In the case with the United States, there would be a need to empower states to abandon parity models to ease the cost of telemedicine. To encourage the adoption of telemedicine among health service providers, each individual state should abandon parity models for reimbursement, as they have hampered the ability of healthcare service providers to adopt a wide variety of technologies as eligible services. Parity laws also provide authorization for comparable of reimbursements of a “visit” that occurs through telemedicine to those that a medical practitioner makes individually. Since the cost of delivering telehealth services is lower, they should be treated in the same way as well as coordinated among states to facilitate their broad acceptance. In principle, as telemedicine was caused to experience parity during the COVID-19 pandemic, medical interventions were dictated by time, particularly when reasonable models for reimbursement were lacking.

8. Research Limitations

The study has a number of limitations. First, the research was carried out as a narrative review instead of a systematic review of the literature. Technically, a systematic review tends to present a more comprehensive and rigorous approach to reviewing the literature. Therefore, using a narrative review means that some significant studies may not have been included in the research. Future studies should consider using a quantitative research approach to corroborate findings in this research.
Comparing the evolution of telemedicine legislations in South Korea and the United States does, however, not offer a comprehensive outline given that the two countries economic situations and health system conditions differ substantially. In any case, future research could explore how South Korea still could learn from the legislative evolution in the greater North America and Europe before and after the COVID-19 pandemic, as well as any other country where telemedicine has advanced.

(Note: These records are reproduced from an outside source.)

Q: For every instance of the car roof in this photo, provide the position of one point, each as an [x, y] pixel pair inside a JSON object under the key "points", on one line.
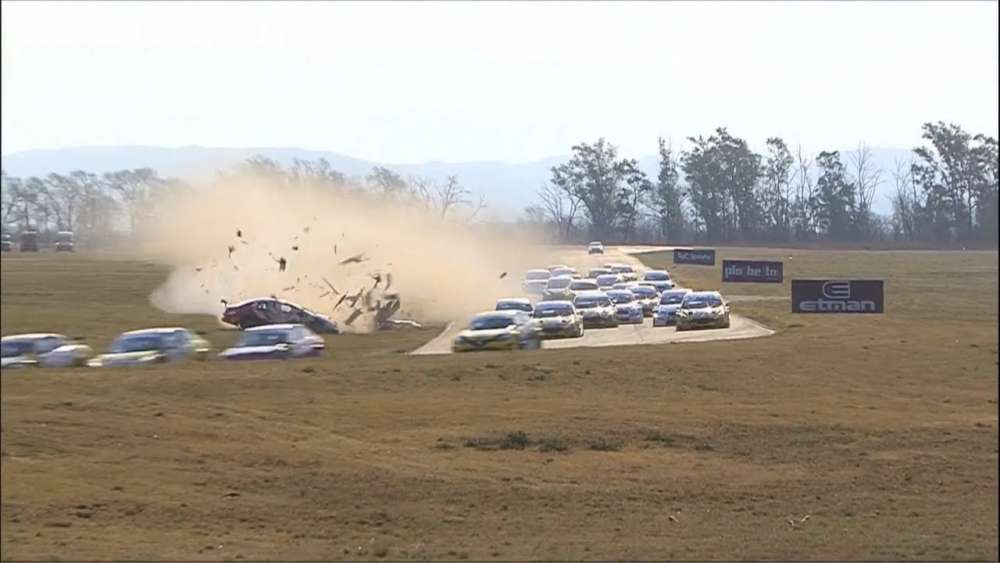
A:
{"points": [[31, 336], [280, 326], [164, 330], [499, 314], [553, 303]]}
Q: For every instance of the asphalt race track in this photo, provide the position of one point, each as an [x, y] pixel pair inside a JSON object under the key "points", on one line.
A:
{"points": [[623, 335]]}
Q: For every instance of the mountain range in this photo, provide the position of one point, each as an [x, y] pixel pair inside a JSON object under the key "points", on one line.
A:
{"points": [[507, 186]]}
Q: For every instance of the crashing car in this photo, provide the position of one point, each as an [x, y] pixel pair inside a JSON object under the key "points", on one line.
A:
{"points": [[42, 350], [659, 279], [703, 309], [627, 272], [498, 330], [558, 319], [606, 281], [266, 311], [596, 309], [670, 302], [647, 297], [565, 271], [514, 304], [276, 342], [594, 272], [153, 346], [558, 289], [65, 241], [627, 309]]}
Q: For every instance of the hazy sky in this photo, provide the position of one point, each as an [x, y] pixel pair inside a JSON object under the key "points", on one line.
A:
{"points": [[454, 81]]}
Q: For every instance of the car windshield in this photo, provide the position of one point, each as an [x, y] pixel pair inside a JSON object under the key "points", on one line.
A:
{"points": [[490, 323], [559, 283], [701, 302], [264, 338], [136, 343], [591, 302], [553, 311], [513, 306], [13, 349]]}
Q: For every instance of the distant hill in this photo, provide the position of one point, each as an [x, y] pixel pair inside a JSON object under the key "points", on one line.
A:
{"points": [[508, 186]]}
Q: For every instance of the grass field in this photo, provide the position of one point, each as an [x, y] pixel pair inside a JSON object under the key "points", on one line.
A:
{"points": [[840, 437]]}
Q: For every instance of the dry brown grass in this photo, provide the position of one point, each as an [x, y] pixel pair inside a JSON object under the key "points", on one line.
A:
{"points": [[882, 429]]}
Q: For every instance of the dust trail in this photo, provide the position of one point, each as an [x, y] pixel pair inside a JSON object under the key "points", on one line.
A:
{"points": [[442, 270]]}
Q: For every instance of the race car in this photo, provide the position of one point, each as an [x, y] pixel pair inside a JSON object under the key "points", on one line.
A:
{"points": [[514, 304], [42, 350], [498, 330], [558, 319], [268, 311], [558, 289], [627, 272], [596, 309], [647, 297], [594, 272], [627, 309], [565, 271], [278, 342], [605, 281], [153, 346], [703, 309], [659, 279], [670, 302]]}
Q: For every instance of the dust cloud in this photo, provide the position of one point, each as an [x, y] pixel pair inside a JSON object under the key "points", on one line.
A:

9. Practical and Theoretical Implications

Findings in this research provide insights into how telemedicine legislations could be amended to facilitate a full maximization of the benefits of telemedicine by both the patients and the healthcare service providers. The results of the study also opened conversations on the need to allow post-COVID-19 healthcare systems to circumvent long-established legal and regulatory provisions to improve access to care.